To a tangled homicide investigation that includes a family's tightly held "shroud of secrets," strife between two brothers, and a mysterious note on a bank deposit slip left on Leisa Martin's grave, the Minnesota Court of Appeals has added "prosecutorial misconduct and the presentation of inadmissible evidence."
The 14-year pursuit of justice surrounding Martin's death was made all the more complicated in a very rare and strongly worded ruling this week by the appeals court dismissing a grand jury's second-degree murder indictment against one of her brothers, Troy Martin.
"In 30 years of practicing law, this is absolutely the most bizarre case I've been involved with," said John Undem, one of Troy Martin's defense attorneys. "... I don't lose sleep over cases very often. But this one haunts me."
Leisa Martin was a petite 31-year-old woman with brunette hair, and the two men walking the lonely woods along Roy Lake in Mahnomen County that October night in 1998 only stumbled across her shallow grave because they happened to be looking for firewood.

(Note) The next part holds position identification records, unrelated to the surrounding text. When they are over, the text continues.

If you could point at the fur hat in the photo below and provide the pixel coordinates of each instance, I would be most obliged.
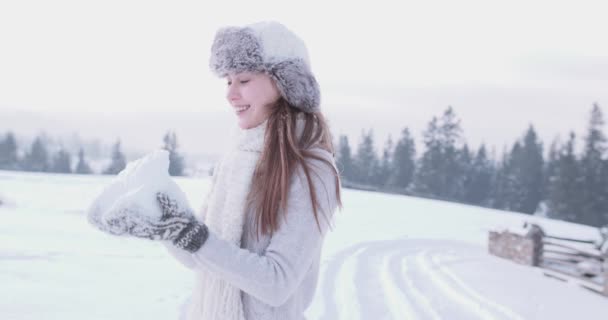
(271, 48)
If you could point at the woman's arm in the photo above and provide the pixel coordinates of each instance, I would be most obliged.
(273, 276)
(184, 257)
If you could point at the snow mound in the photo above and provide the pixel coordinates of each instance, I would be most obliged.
(133, 193)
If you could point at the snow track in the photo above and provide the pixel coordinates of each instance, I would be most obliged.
(404, 279)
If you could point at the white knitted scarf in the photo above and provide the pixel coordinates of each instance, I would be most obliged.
(213, 298)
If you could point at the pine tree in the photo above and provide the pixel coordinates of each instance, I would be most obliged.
(37, 158)
(594, 172)
(403, 162)
(366, 160)
(82, 167)
(551, 164)
(530, 172)
(428, 179)
(508, 193)
(441, 172)
(119, 161)
(8, 153)
(479, 179)
(564, 199)
(345, 159)
(61, 162)
(176, 161)
(385, 164)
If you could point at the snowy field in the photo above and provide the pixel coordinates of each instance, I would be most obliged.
(389, 257)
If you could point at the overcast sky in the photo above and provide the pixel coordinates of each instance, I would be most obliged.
(133, 69)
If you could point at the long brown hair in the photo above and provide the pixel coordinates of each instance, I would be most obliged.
(282, 154)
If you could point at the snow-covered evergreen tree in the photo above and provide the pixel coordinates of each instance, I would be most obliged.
(37, 157)
(8, 153)
(564, 199)
(176, 161)
(345, 159)
(119, 161)
(479, 179)
(403, 162)
(83, 166)
(366, 160)
(62, 162)
(595, 172)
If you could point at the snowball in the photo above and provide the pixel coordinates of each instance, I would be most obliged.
(133, 192)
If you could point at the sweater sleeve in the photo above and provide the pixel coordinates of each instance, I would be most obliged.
(274, 275)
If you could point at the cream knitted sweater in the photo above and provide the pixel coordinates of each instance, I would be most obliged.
(277, 274)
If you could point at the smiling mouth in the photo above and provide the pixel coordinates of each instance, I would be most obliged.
(242, 109)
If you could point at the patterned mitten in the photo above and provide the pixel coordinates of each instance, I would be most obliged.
(175, 225)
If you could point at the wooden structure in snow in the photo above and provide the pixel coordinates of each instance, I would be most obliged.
(579, 261)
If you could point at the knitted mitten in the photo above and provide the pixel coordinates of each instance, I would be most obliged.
(175, 225)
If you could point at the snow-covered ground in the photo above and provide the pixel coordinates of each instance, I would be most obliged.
(389, 257)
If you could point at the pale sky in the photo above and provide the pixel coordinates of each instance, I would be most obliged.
(133, 69)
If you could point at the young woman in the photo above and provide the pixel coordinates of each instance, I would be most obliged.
(255, 245)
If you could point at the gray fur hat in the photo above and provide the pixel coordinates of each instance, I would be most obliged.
(271, 48)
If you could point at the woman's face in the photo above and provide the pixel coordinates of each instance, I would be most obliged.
(252, 95)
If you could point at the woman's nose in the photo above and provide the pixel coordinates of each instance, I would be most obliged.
(232, 93)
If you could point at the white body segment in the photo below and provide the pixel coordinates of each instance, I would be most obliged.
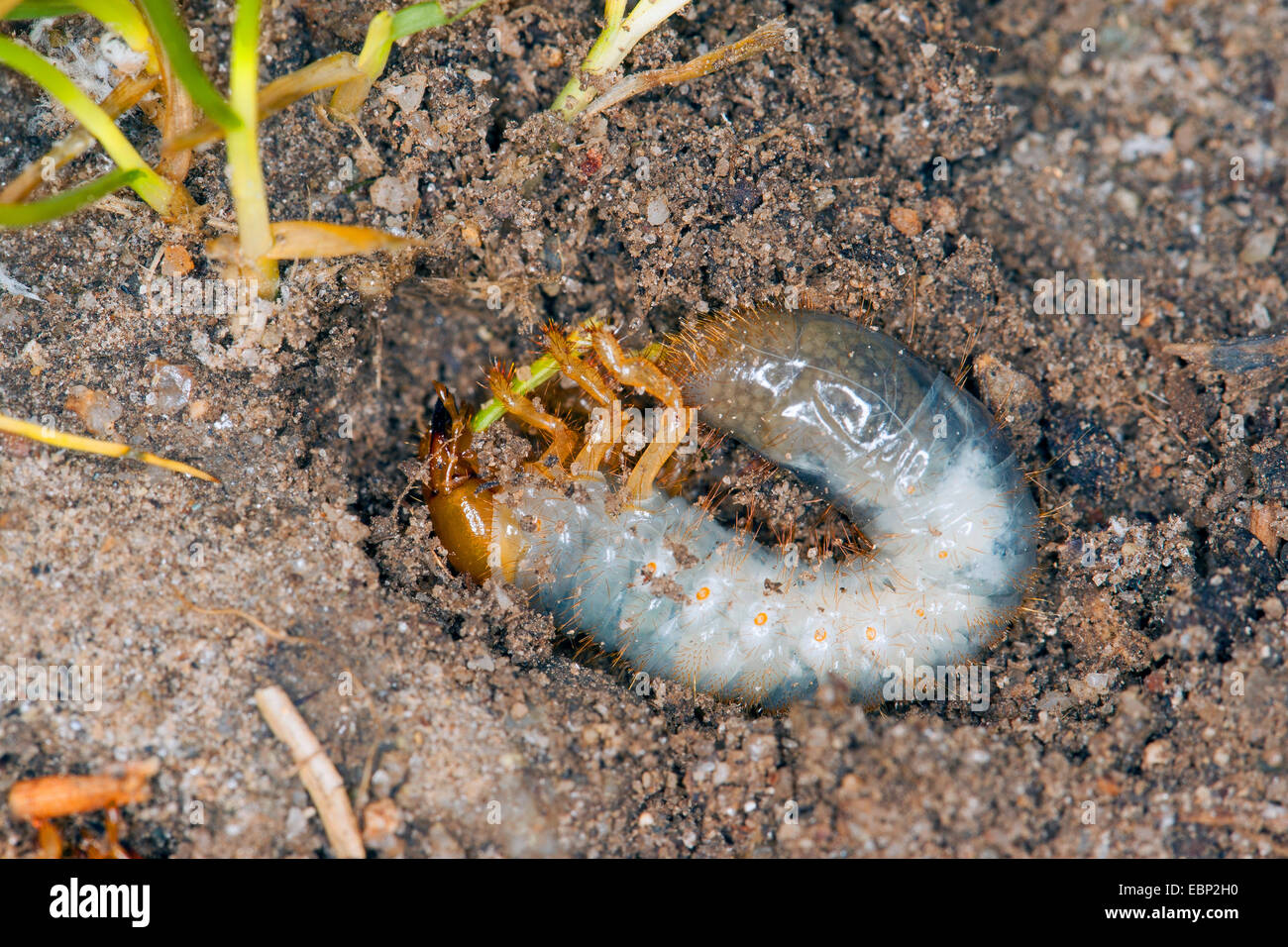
(913, 460)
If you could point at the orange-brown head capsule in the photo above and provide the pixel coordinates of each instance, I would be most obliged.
(460, 505)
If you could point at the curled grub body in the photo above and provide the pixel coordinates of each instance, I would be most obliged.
(914, 462)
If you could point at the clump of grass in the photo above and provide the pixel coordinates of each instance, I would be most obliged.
(154, 27)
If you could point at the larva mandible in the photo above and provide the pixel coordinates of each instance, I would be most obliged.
(914, 462)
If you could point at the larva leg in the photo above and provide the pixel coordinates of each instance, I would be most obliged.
(640, 372)
(592, 382)
(562, 440)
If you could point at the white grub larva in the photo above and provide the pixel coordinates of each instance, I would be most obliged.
(914, 462)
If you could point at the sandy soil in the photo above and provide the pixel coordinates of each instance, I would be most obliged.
(1137, 710)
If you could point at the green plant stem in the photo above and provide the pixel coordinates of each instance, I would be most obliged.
(172, 38)
(384, 30)
(160, 193)
(614, 43)
(65, 202)
(245, 174)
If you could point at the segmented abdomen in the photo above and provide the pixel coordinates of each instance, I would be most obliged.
(913, 460)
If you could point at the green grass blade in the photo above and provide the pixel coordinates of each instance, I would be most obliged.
(120, 16)
(412, 20)
(245, 172)
(67, 201)
(174, 42)
(381, 33)
(150, 185)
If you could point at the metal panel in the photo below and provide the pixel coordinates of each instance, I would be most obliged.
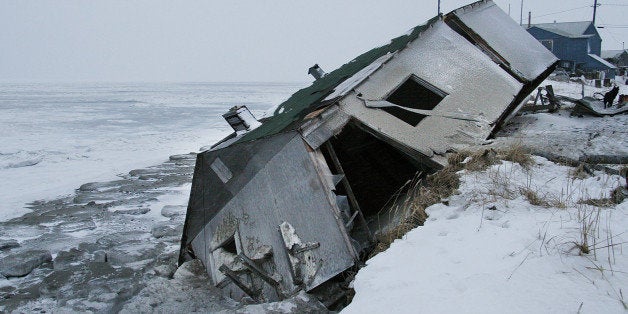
(522, 53)
(477, 88)
(329, 123)
(286, 189)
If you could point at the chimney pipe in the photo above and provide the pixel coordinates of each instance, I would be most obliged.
(316, 72)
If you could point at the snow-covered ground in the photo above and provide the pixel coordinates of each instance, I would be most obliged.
(55, 137)
(487, 250)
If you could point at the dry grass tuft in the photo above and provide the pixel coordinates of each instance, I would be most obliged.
(534, 198)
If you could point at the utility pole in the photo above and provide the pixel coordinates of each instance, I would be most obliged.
(594, 11)
(521, 15)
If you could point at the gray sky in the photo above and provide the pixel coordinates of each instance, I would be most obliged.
(275, 40)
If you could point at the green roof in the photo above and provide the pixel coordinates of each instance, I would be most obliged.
(309, 99)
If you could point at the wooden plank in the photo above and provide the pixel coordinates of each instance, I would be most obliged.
(345, 181)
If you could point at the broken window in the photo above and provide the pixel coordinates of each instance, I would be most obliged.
(414, 93)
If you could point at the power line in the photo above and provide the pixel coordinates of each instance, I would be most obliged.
(568, 10)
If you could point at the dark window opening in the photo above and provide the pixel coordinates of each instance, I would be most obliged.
(414, 93)
(229, 246)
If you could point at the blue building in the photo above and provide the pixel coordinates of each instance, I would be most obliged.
(577, 44)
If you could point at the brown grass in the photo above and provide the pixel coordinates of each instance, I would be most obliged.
(423, 194)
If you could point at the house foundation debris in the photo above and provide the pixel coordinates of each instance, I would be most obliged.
(292, 204)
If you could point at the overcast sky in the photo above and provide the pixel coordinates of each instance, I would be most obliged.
(228, 40)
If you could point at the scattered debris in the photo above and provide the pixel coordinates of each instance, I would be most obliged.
(305, 185)
(22, 263)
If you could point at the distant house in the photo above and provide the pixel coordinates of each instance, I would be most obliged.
(577, 44)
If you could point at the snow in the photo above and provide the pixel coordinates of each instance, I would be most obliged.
(57, 136)
(490, 251)
(486, 250)
(355, 80)
(570, 136)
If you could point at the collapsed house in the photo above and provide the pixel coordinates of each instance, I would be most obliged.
(285, 206)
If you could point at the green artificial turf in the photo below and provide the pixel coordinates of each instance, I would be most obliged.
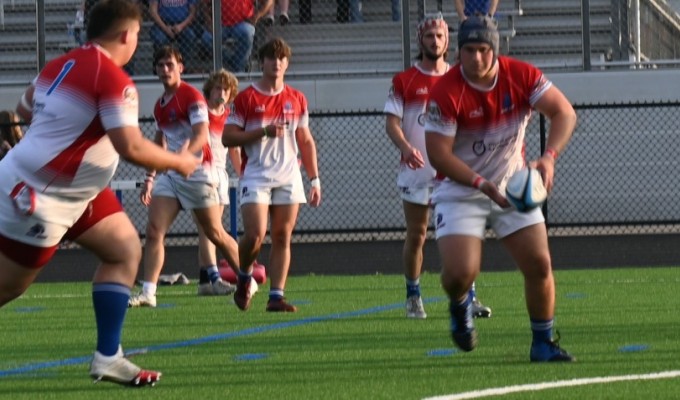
(351, 340)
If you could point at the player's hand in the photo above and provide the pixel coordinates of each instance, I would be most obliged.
(189, 162)
(315, 196)
(491, 190)
(413, 158)
(546, 166)
(145, 195)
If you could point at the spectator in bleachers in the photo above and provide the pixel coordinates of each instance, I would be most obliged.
(349, 11)
(466, 8)
(10, 131)
(283, 14)
(204, 29)
(238, 24)
(305, 11)
(173, 21)
(396, 10)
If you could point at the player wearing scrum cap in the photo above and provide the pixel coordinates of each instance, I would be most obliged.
(181, 115)
(474, 134)
(404, 111)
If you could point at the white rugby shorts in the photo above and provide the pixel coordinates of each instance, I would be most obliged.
(35, 218)
(291, 193)
(190, 194)
(470, 217)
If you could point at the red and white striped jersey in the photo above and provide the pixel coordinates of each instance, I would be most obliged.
(488, 123)
(270, 162)
(175, 117)
(78, 97)
(216, 127)
(407, 100)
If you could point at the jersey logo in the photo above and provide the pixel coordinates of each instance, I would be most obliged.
(507, 104)
(433, 112)
(130, 96)
(477, 113)
(62, 74)
(37, 231)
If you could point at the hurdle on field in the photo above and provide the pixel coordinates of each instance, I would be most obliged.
(126, 185)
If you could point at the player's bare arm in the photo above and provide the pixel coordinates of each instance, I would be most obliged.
(307, 147)
(557, 108)
(201, 133)
(411, 156)
(445, 162)
(133, 147)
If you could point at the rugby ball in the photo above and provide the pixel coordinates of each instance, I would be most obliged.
(525, 189)
(228, 274)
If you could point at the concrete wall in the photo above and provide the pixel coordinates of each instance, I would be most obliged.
(370, 93)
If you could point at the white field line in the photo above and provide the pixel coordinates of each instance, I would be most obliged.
(476, 394)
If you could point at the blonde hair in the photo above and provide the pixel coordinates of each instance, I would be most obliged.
(221, 78)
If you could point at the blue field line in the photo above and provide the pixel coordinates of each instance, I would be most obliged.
(212, 338)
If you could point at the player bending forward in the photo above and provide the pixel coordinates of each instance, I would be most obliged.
(54, 184)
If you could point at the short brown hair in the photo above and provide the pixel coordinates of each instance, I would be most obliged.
(107, 15)
(276, 48)
(222, 78)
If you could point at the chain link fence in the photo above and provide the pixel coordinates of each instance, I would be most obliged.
(613, 178)
(340, 37)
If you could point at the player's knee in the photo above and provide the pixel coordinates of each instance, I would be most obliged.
(252, 239)
(538, 267)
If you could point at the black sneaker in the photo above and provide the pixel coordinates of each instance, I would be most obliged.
(463, 327)
(549, 351)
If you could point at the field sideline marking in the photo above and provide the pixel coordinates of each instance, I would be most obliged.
(212, 338)
(532, 387)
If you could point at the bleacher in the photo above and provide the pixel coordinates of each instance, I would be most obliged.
(546, 32)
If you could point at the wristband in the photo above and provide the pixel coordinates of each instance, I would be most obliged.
(477, 182)
(552, 153)
(25, 104)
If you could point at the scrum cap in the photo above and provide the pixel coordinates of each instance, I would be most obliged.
(436, 21)
(479, 29)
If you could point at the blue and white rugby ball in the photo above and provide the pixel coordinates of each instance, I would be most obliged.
(525, 189)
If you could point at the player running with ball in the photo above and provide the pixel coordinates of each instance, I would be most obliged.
(474, 133)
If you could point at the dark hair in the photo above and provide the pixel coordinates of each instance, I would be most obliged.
(276, 48)
(107, 15)
(10, 131)
(166, 52)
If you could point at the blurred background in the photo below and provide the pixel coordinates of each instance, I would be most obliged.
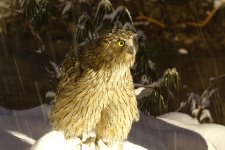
(183, 44)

For more than 11 frustrating years, investigators chased nearly 1,000 leads trying to unravel the mystery of Martin's death, finally getting their break when her other brother, Todd Martin, blurted a confession to a deputy during a drunken-driving arrest in 2010.
Three days before Leisa Martin's body was found, early on Oct. 28 at their home in rural Bagley in northwestern Minnesota, he said, he, his sister and his brother had been drinking, then arguing. Things escalated and, in his version of events, Troy Martin restrained his sister. She had "snaked out" before, Todd Martin would testify, and restraining her, sometimes to the point where she briefly couldn't breathe, was the only way to settle her down. The brothers thought she had merely passed out from drinking, Todd Martin said, but after about 25 minutes, found she was dead from asphyxiation.
As for Troy, he maintained he had been sleeping through the argument, and was not involved in restraining his sister. Their father, Dr. Fred Martin, who held that his daughter's death was a tragic accident, testified that he thought Todd Martin had been responsible for Leisa Martin's death.
After Martin's body was hidden, the family had held its secret close, even as suspicion swirled around the brothers -- until Todd Martin's DWI arrest on Jan. 24, 2010, when it all came apart. About 2:30 in the morning, Todd Martin showed up at his brother's home, banging on his door, revving his engine and drinking, according to court documents. On the way to Clearwater County jail, he tried to strangle a deputy, ranting about "just [wanting] to end it," and mentioning his sister's name several times.